Le ipotesi: miscele e attrezzature sotto osservazione

“Si tratta solo di ipotesi – ha sottolineato Venditti – finché non verranno recuperati corpi e attrezzature non si potrà avere certezza”.
Un elemento chiave sarà proprio il recupero dell’equipaggiamento: solo da lì si potranno ottenere risposte concrete.
Il nodo della speleosubacquea

“Parliamo di due mondi completamente diversi. In grotta non hai accesso diretto alla superficie: devi ripercorrere esattamente il percorso fatto per uscire”.
Un’attività riservata a pochissimi specialisti a livello mondiale, paragonabile – per difficoltà e rischio – all’alpinismo d’alta quota.
Il mistero della grotta
Tra i punti ancora da chiarire c’è anche la dinamica dell’immersione: non è ancora certo se i sub abbiano effettuato una penetrazione in grotta o se siano rimasti nelle vicinanze dell’ingresso.

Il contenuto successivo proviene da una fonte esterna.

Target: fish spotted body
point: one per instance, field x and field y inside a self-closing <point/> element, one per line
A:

“Solo uno dei corpi è stato trovato vicino all’entrata – ha spiegato Venditti – per gli altri non si sa nulla. Senza il recupero non si può parlare di vera esplorazione”.
Indagini e attesa
Intanto proseguono le operazioni e le verifiche da parte delle autorità competenti. Il caso resta complesso e delicato, mentre cresce l’attesa per fare luce su quanto accaduto.
Una vicenda che riporta al centro dell’attenzione i rischi estremi delle immersioni in ambienti non accessibili, dove ogni errore può avere conseguenze irreversibili.